Contribution of the electron-phonon interaction to Lindhard energy partition at low energy in Ge and Si detectors for astroparticle physics applications
Ionel Lazanu, Sorina Lazanu

TL;DR
This paper investigates how transient thermal effects, specifically electron-phonon interactions, influence the energy partition in germanium and silicon detectors at low energies, affecting predictions relevant for astroparticle physics.
Contribution
It introduces a thermal spike model to account for transient effects on energy partition, refining Lindhard's predictions at low recoil energies in Ge and Si detectors.
Findings
Transient effects modify energy partition curves at low energies.
Temperature-dependent energy exchange influences the partitioning.
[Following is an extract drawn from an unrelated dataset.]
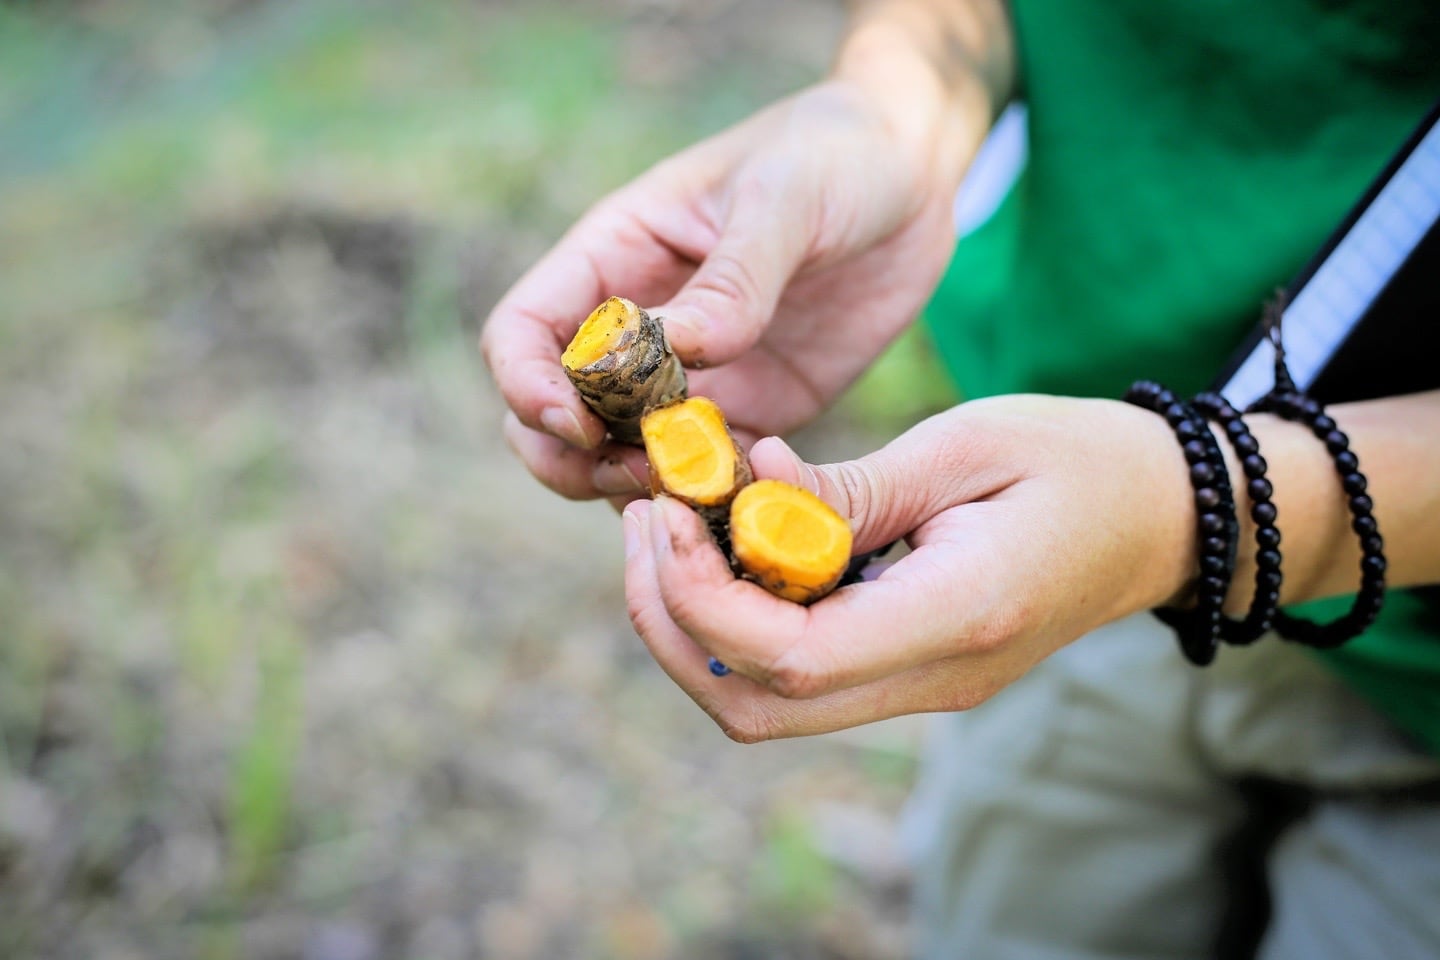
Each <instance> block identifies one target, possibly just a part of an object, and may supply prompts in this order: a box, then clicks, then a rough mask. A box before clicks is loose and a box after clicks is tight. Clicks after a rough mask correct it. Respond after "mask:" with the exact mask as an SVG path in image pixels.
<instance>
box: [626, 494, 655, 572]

Model aligns with many experimental data sets.
Abstract
The influence of the transient thermal effects on the partition of the energy of selfrecoils in germanium and silicon into energy eventually given to electrons and to atomic recoils respectively is studied. The transient effects are treated in the frame of the thermal spike model, which considers the electronic and atomic subsystems coupled through the electron - phonon interaction. For low energies of selfrecoils, we show that the corrections to the energy partition curves due to the energy exchange during the transient processes modify the Lindhard predictions. These effects depend on the initial temperature of the target material, as the energies exchanged between electronic and lattice subsystems have different signs for temperatures lower and higher than about 15 K. Many of the experimental data reported in the literature support the model.